Shuttle astronauts complete another spacewalk

Spacewalking astronauts completed almost all of the greasy repairs on a gummed-up joint at the international space station, leaving just a few chores behind for another day.

Spacewalking astronauts completed almost all of the greasy repairs on a gummed-up joint at the international space station, leaving just a few chores behind for another day.

As spacewalk number three was getting under way 225 miles up, a new recycling system for converting urine into drinking water broke down again.

It was the third day in a row that the urine processor inexplicably shut down, and it appeared to be the same kind of sluggish motor trouble seen before.

Engineers on the ground scrambled to figure out what might be wrong. The problem could jeopardise Nasa’s plan to return recycled water to Earth aboard space shuttle Endeavour next weekend.
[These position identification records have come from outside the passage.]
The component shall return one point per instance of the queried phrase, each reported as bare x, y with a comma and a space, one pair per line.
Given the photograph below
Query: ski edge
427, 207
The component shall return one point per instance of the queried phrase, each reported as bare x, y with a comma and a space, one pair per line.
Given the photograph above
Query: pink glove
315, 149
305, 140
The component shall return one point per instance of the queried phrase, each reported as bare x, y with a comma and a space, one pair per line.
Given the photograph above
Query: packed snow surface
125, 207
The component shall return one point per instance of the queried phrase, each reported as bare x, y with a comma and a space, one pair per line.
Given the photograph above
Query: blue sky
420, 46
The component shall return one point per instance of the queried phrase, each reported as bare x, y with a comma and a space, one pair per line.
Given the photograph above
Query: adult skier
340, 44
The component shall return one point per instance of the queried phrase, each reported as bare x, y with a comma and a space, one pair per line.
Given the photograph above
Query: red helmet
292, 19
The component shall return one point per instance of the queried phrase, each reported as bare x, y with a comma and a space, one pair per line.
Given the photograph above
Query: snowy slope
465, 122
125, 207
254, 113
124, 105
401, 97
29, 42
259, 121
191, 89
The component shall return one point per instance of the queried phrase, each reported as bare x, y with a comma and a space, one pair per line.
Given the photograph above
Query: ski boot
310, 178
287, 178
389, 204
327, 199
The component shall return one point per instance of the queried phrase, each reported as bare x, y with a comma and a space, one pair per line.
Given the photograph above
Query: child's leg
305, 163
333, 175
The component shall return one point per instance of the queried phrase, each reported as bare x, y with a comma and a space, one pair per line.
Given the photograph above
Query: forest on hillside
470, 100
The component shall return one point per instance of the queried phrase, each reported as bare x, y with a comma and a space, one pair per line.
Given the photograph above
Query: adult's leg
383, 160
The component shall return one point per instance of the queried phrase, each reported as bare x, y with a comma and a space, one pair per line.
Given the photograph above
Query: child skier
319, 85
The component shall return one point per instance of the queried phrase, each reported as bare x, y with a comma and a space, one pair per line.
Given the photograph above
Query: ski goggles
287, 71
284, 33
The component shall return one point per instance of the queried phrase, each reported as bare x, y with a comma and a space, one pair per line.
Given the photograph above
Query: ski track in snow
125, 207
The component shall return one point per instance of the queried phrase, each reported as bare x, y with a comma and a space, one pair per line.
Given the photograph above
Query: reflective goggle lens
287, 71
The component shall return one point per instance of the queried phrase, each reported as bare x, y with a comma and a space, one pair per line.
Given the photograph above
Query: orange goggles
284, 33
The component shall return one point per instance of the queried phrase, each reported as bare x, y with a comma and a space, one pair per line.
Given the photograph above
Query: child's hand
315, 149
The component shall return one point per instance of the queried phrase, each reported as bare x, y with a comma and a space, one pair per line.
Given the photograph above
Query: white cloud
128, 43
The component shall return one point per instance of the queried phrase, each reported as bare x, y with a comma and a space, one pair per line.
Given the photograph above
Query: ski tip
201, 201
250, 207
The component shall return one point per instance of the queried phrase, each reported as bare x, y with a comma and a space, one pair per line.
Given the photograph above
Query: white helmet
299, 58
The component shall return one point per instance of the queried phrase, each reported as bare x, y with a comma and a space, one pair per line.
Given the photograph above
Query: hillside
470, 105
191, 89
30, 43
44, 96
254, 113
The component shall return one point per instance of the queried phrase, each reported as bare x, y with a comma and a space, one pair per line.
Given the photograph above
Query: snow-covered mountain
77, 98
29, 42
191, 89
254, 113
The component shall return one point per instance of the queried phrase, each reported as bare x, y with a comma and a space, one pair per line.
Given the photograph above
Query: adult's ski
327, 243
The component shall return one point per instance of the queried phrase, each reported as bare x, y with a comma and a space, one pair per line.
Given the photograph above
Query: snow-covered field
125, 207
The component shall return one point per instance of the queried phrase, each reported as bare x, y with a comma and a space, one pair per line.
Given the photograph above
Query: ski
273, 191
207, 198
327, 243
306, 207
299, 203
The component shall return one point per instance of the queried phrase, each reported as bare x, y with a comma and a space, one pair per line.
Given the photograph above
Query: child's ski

The $154m (€123m) water recycling system, delivered a week ago by the space shuttle, is essential for allowing more astronauts to live on the space station next year.

Mission Control wanted to keep the spacewalk close to the seven-hour mark and, six hours in, told the astronauts to wrap up what they were doing and start heading back in.

The remaining chores – cleaning and greasing one final section of the joint and installing the one more bearing – will be squeezed into the fourth and final spacewalk of the mission tomorrow. That’s when astronauts will grease up the good rotary joint on the left side of the orbiting complex.

“We really appreciate how hard you’re all working,” Mission Control radioed. “I know it’s painful to call it quits like that, but we think it’s the right thing to do.”

Their spacewalk lasted just three minutes shy of seven hours, enough to make it the longest of the mission – barely.

“Welcome back aboard our beautiful space station,” said skipper Mike Fincke.